Swiss Re mulling divestiture options for digital platform IptiQ
Swiss Re mulling divestiture options for digital platform IptiQ | Insurance Business Australia
Reinsurance
Swiss Re mulling divestiture options for digital platform IptiQ
Giant reinsurer has also reserved $100 million for the Baltimore bridge collapse
Reinsurance
By
Kenneth Araullo
Swiss Re has announced that it is exploring options to divest its IptiQ digital platform while reserving $100 million for the March 26 Baltimore bridge disaster, a loss estimate with high uncertainty, according to its CEO Christian Mumenthaler.
Following a strategic review amid changing market conditions, Swiss Re plans to divest its digital platform and explore options for its entities, Mumenthaler said in a conference call. Swiss Re will gauge interest in IptiQ’s assets, including from primary insurers.
Mumenthaler noted that there are valuable elements in IptiQ, but he could not specify when or how the entity would be divested, emphasizing the goal of maximizing shareholder value.
In 2023, Swiss Re took a $250 million charge related to IptiQ and aims for better results this year, expecting the business to break even by the end of 2025, said CFO John Dacey.
As per AM Best, Dacey described IptiQ as a complex “collection of a number of discrete businesses across geographies” and suggested that another owner might extract more value.
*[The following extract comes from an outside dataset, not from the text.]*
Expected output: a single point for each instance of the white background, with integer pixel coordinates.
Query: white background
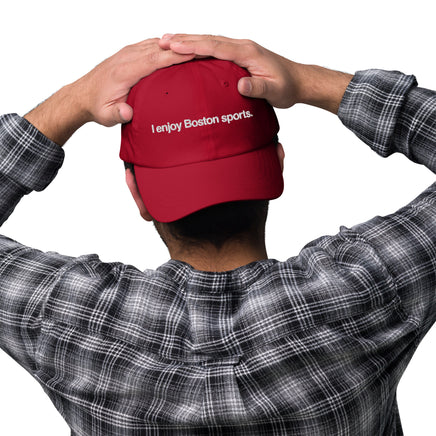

He also indicated that there might be restructuring charges in the coming quarters.
Mumenthaler explained that when IptiQ was created about 10 years ago, interest rates were near zero, and the market was saturated with capital seeking yields. There was concern about the future of reinsurance and a surge in insurtech investment, which was believed to disrupt the value chain.
Swiss Re invested in white-label digital insurance with IptiQ to allow clients and brokers to enter the primary market, he said.
However, the environment has changed significantly in the past year and a half, with much higher interest rates, improved rates in traditional reinsurance, and slower insurtech growth, Mumenthaler said.
Swiss Re built a valuable platform with $1 billion in premiums, but it “makes no sense to keep it as a strategic option” under current conditions, he said.
The reinsurer also increased its loss estimate by $120 million for the 2023 floods in Italy, raising its industry loss estimate for the event from $3.3 billion to $6 billion, Mumenthaler said.
Large natural catastrophe losses in the first quarter totaled $66 million, mainly from the Noto earthquake in Japan, Dacey reported.
Swiss Re experienced several other man-made losses and has increased reserves for US liability, Dacey said.
Liability reserves were raised in the first quarter as Swiss Re anticipates continued liability exposure in the market, although it has decreased slightly from last year, Mumenthaler said.
Swiss Re has also reinforced reserves in several areas, experiencing minimal catastrophe losses in the quarter, Dacey added. It reduced its casualty book over the first quarter and is pushing for better rates and terms while questioning some primary insurance pricing. Casualty accounted for about one-third of Swiss Re’s book at the January 1 and April 1 renewals, he noted.
First-quarter 2024 net income was $1.09 billion, with insurance revenue at $11.68 billion. The property/casualty combined ratio was 84.7% on May 16, 2024. Swiss Re stated that its first-quarter 2024 numbers are not comparable with the previous year due to this year’s numbers being under IFRS while those of 2023 were under US GAAP.
Mumenthaler said the transition to IFRS was complex, but the new accounting standard will make segments more comparable, especially the life/health segment.